All courses in a student's program must be approved by the director of the master's program (as well as by the student's advisor).
The basic component consists of six courses. At least two of the courses must be at the 2000 level. Normally none of these courses may be reading and research courses (such as CSCI 2980). Under no circumstances may more than one of these courses be reading and research courses.
The six courses are chosen as follows:
Two must be CS courses that form a coherent major. Examples of such majors will appear on our web page.
One must be a CS course that complements the major. Examples will appear on our web page.
Three additional courses must be in CS or related areas.
The advanced component requires the student to complete two 2000-level courses (in addition to those of the basic component) as part of completing one of the following four options. Reading and research courses (such as CSCI 2980) may be used as part of options 1, 2, and 3, but not as part of option 4.
The four options are:
Complete a thesis supervised and approved by her or his advisor.
Complete a project supervised and approved by her or his advisor.
Complete a project supervised and approved by her or his advisor and complete a required pre-approved internship that complements the project. Internships may be full- or part-time. A full-time internship must last at least two months but no more than four months. A part-time internship must last at least four months but no more than six months. Normally the internship will be performed between the student's 2nd and 3rd semester in the program.
Complete two courses in CS or related areas.
Students entering the master's program typically have one of two goals: they intend to pursue a research career in computer science and are preparing themselves to enter a Ph.D. program, or they intend to become professional computer scientists and pursue a career in industry. In both cases, students should take a collection of courses that not only gives them strength in a particular area of computer science, but also includes complementary areas that familiarize them with other ways of thinking about the field. For example, a student whose interests are in the practical aspects of designing computer systems should certainly take courses in this area, but should also be exposed to the mindset of theoretical computer science. In a rapidly changing discipline, there is much cross-fertilization among areas and students should have some experience in doing advanced work in areas not directly related to their own.

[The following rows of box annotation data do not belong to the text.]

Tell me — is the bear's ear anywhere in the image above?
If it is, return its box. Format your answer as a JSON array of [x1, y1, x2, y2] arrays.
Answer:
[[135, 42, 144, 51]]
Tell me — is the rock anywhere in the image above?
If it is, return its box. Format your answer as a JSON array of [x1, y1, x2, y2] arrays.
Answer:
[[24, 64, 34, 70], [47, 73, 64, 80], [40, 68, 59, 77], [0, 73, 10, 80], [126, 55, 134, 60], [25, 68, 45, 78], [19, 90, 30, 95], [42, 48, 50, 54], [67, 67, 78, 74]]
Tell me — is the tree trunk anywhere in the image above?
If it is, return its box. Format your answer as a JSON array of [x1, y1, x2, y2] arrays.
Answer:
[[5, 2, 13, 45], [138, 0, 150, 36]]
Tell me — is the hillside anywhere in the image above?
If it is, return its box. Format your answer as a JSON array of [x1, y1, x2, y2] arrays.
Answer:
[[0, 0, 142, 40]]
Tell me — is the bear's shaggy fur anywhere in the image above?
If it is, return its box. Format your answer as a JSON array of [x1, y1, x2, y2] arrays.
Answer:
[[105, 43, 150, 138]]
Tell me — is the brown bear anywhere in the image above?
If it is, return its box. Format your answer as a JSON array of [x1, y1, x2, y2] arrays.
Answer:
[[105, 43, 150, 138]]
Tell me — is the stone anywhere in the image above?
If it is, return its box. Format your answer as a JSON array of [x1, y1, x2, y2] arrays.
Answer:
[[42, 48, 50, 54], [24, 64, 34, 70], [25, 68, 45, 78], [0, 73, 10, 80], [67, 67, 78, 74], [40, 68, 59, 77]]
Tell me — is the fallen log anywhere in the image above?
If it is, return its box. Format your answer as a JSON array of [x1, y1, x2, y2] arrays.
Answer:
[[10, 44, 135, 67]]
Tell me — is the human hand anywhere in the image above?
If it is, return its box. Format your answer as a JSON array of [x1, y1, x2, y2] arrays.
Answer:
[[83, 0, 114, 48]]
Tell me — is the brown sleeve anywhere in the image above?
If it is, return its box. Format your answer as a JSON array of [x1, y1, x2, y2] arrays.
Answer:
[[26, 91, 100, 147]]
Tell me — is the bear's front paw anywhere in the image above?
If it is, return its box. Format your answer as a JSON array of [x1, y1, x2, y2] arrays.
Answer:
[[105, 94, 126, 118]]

A student whose goal is a research career should become involved as quickly as possible with a research group as part of their master's studies, and demonstrate and learn about research by participating in it. The resulting thesis or project report will serve to establish her or his suitability for entering a Ph.D. program.

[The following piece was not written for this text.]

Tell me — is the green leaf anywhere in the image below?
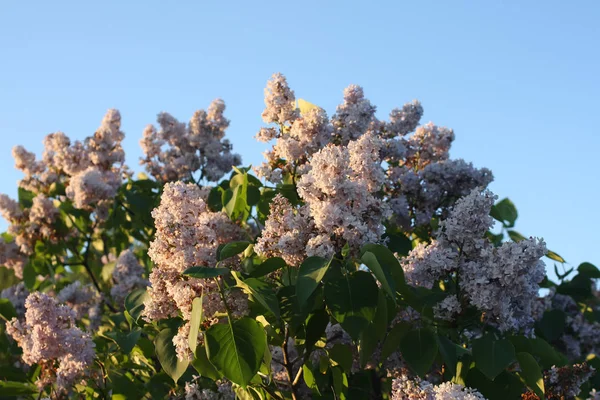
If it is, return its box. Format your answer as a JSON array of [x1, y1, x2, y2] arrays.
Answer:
[[538, 309, 567, 342], [125, 288, 150, 323], [529, 338, 562, 369], [188, 294, 204, 354], [100, 261, 117, 282], [361, 244, 405, 294], [18, 186, 35, 208], [400, 328, 438, 377], [0, 299, 17, 321], [517, 352, 545, 400], [490, 199, 519, 228], [546, 250, 566, 263], [0, 381, 38, 397], [577, 262, 600, 279], [154, 328, 189, 384], [183, 267, 229, 279], [384, 232, 412, 256], [327, 343, 352, 373], [296, 256, 331, 306], [507, 230, 526, 242], [205, 318, 267, 387], [206, 186, 223, 212], [325, 271, 379, 340], [232, 272, 280, 319], [225, 174, 249, 220], [358, 290, 388, 368], [192, 346, 222, 381], [305, 309, 329, 352], [297, 99, 319, 115], [105, 328, 142, 354], [0, 267, 18, 290], [437, 335, 469, 376], [381, 322, 410, 362], [248, 257, 286, 278], [473, 335, 515, 380], [361, 252, 397, 303], [217, 241, 250, 261]]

A student whose goal is to be a professional computer scientist should have some professional experience as part of her or his preparation. A certain amount of basic coursework is required before a student can qualify for a pedagogically useful internship. Students with limited experience in computer science should take a few advanced computer science courses before embarking on an internship. Other students, particularly those whose undergraduate degrees were at Brown, will have had internship experiences while undergraduates. Internships provide insights for subsequent courses and project work at Brown. Students without such experiences are at a disadvantage with respect to their peers. Thus we strongly encourage students who have not had such experience to choose option 3, for which an internship is required.
Note that these internships are not courses and the work is not evaluated as it would be for a course. Students' advisors will assist them in choosing and obtaining internships, but it is up to students themselves to insure that they get as much benefit as possible from their experiences. They must be able to take advantage of these experiences while completing their master's projects -- we expect as high-quality work from them as we do from students who entered the program with prior internship experiences.
Some of our students are pursuing a master's on a part-time basis while concurrently working in the computer industry. Such students often are working as part of teams in their companies on major projects and don't need additional project experience at Brown. What is most important for them is to take additional advanced courses to extend their expertise in their areas of interest. These students, rather than complete a project at Brown, may elect to take two 2000-level courses instead.
A Master's degree normally requires three to four semesters of full-time study, depending upon one's preparation. One is considered a full-time student if one takes at least two courses one's first semester, two courses one's second semester, three courses one's third semester, and one course one's fourth semester.